Endro Polido, redattore del National Geographic, vive nel suo eremo a Narbolia. Sognatore di una vita sostenibile, l'ha realizzata partendo dalla sua bio-casa. Un meraviglioso ufo ecologico interrato sulle colline del Sinis. di LORENZO PAOLINI - LEGGI L'ARTICOLO COMPLETO IN EDICOLA SU L'UNIONE SARDA
Potenza dei lupini. Sapeva che i limoni nell'argilla faticano. E poi il vento soffia forte, l'acqua del pozzo è ferrosa. Però voleva, fortissimamente voleva, che l'albero resistesse. «A un certo punto mi sono venute in mente le terrazze delle Cinque Terre. Mia nonna cinquant'anni fa aveva veri e propri agrumeti appesi sulla montagna. Nel solco intorno alla pianta, era pieno di lupini». Endro Polido la considera una visione. Così ha recuperato i legumi, li ha messi in ammollo, poi vai col frullatore a immersione e diversi mucchietti sono stati interrati intorno alla pianta. La scienza può dire se c'è correlazione causa-effetto. Di certo il limone risanato oggi è un trionfo di frutti e foglie verdi. La celebrazione più autentica della giornata della terra (ieri). Il traduttore del National Geographic tira un sospirone di sollievo mentre la vegetazione, letteralmente, esplode. Qualche coordinata geografica: collina alle spalle di Narbolia, davanti una vista che va da Capo Frasca allo stagno di Cabras fino allo specchio di sale di Sal'e porcus alla pineta di Is Arenas.
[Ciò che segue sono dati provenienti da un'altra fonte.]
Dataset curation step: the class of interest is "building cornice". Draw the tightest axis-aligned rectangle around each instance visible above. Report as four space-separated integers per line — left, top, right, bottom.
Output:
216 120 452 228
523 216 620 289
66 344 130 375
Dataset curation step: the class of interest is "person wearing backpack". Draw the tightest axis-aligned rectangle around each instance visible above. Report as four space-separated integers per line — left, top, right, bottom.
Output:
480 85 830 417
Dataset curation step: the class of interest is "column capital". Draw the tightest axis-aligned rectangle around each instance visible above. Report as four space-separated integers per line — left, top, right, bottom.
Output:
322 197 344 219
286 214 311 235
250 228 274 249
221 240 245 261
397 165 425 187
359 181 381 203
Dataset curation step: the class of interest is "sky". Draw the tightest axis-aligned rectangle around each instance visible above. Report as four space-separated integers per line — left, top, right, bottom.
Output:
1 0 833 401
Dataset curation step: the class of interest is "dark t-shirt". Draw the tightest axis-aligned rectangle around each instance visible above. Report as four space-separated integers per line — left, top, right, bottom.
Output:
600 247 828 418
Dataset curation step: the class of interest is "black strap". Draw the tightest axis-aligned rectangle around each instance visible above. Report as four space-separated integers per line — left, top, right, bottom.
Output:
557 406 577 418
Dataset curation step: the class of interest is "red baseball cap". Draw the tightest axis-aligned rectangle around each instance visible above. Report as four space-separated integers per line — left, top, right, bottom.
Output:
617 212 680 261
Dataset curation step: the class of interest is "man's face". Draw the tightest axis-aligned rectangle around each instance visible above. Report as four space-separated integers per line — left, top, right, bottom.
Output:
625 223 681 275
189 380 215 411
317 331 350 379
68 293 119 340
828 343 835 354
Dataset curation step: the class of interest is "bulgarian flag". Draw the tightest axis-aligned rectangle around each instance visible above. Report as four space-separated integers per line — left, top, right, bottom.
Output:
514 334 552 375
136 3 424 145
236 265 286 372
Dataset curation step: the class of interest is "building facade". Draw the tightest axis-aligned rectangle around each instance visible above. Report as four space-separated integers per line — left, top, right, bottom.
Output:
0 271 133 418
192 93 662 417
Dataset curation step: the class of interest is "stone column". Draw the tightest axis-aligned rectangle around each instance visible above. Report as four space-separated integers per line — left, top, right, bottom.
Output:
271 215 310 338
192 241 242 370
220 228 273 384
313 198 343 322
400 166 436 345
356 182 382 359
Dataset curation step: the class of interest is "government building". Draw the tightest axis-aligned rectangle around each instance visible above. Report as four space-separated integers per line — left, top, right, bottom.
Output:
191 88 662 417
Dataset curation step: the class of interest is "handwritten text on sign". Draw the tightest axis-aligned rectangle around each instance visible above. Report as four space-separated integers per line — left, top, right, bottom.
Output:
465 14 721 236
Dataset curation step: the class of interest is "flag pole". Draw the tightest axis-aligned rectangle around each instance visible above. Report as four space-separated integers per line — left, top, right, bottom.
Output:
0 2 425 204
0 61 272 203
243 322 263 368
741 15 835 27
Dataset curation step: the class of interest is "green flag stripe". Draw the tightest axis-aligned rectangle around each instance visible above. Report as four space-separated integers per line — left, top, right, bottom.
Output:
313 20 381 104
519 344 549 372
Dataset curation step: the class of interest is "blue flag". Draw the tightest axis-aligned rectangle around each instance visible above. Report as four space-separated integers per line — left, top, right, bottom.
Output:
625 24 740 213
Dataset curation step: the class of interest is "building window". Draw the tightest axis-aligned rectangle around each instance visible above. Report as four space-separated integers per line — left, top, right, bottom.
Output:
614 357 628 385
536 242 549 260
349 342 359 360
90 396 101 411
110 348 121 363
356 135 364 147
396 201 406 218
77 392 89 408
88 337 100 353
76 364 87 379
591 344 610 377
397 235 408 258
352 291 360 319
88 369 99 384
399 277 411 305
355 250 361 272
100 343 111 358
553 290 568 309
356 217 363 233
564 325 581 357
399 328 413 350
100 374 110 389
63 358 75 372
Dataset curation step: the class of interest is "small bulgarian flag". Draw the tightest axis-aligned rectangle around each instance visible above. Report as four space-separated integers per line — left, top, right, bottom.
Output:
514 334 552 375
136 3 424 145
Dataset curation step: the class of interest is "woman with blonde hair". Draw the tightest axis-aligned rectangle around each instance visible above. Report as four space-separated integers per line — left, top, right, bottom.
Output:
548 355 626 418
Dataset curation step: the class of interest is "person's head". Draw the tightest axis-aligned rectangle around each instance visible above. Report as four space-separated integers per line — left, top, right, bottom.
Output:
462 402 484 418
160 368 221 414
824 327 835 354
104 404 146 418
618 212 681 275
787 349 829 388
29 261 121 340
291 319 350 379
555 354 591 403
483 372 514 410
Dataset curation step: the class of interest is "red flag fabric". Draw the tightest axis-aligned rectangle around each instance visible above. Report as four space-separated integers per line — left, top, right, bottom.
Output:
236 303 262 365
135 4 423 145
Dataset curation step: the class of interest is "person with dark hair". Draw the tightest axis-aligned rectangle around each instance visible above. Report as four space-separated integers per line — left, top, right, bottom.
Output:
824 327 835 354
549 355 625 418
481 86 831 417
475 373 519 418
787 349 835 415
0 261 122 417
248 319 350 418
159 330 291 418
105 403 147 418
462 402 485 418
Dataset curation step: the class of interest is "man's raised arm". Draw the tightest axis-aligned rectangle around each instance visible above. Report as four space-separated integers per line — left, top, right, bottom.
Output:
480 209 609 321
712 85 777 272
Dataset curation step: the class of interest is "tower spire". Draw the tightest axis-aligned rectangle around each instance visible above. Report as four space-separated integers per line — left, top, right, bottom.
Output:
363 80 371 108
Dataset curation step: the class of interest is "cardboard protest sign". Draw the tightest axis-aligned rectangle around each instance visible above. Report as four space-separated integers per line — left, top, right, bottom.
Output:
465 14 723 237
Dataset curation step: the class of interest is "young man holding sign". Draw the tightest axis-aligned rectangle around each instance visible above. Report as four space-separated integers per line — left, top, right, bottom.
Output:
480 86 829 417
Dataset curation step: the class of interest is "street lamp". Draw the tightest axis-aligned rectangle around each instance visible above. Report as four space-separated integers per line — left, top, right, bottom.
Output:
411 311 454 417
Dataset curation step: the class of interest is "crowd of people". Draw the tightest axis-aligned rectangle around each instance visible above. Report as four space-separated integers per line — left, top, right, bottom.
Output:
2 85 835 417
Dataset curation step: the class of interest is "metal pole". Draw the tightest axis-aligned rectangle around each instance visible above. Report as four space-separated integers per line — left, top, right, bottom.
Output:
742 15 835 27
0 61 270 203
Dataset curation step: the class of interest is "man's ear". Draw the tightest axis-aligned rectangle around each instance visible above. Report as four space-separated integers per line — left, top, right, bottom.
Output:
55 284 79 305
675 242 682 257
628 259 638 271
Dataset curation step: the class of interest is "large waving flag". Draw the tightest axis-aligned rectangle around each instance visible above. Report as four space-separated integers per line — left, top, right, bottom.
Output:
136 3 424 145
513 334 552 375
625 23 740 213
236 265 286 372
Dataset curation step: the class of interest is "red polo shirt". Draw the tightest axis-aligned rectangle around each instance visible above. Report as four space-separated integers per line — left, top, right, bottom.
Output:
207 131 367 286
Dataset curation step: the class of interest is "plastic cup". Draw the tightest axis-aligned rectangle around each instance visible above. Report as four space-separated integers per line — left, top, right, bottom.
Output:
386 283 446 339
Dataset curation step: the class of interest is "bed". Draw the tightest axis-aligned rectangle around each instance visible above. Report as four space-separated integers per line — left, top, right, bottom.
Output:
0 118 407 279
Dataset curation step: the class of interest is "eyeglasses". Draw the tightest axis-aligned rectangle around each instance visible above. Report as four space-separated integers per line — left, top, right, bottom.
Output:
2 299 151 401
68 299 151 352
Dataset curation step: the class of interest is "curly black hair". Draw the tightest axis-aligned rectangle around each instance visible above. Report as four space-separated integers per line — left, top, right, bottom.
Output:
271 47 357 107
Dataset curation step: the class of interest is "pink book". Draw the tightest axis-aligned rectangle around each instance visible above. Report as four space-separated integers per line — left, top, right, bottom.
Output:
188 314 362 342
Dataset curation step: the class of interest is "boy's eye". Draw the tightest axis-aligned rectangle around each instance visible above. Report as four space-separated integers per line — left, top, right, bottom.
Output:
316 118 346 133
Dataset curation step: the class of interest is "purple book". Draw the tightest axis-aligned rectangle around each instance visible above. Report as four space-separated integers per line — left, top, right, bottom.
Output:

Quando una quindicina d'anni fa questo veneto di Rovigo, cresciuto a La Spezia ed emigrato a Los Angeles, ha eletto domicilio quassù, aveva capito tutto. Col sole di aprile, lo scorcio è imbarazzante. Ma anche sotto la pioggia scrosciante, dietro i vetri del giardino all'inglese, non dev'essere poi malaccio.
ABITARE ECO Da sotto si vede una virgola scura («purtroppo è cemento colorato, volevo fosse terra ma non è stato possibile») che si arrampica sulla collina fino a una sorta di ufo atterrato a metà costone. La casa. «Tutto il progetto è mio, anche se non avevo alcuna competenza. La cupola no. Ma ho dovuto cedere all'architetto che aveva tradotto i miei desideri su carta». Le pietre dello sbancamento ricoprono l'abitazione, una sorta di serra la protegge come una seconda pelle. Sul tetto germina ogni sorta di pianta, gramigna e malva, gerani e margherite. «L'hanno fotografata tante riviste alla voce bioarchitettura. Io non sapevo definire questa casa, biocasa?, ma ero certo di quel che volevo». Tutto ciò che viene in mente, fra gli optional di categoria ecologista-militante, c'è. Solare? Ovvio. Fotovoltaico? Pure. Recupero dell'acqua anche. Ogni stratagemma per il risparmio energetico, qualunque cura per non invadere il paesaggio. Ma l'uomo non è un fanatico cieco e vira dalla poesia alla prosa: «Queste tecnologie sono riservate a pochi. Tutto costa troppo, è bello pensare all'autosufficienza ma bisognerebbe dar modo alla gente di poterselo permettere. E oggi, mi spiace, non si può».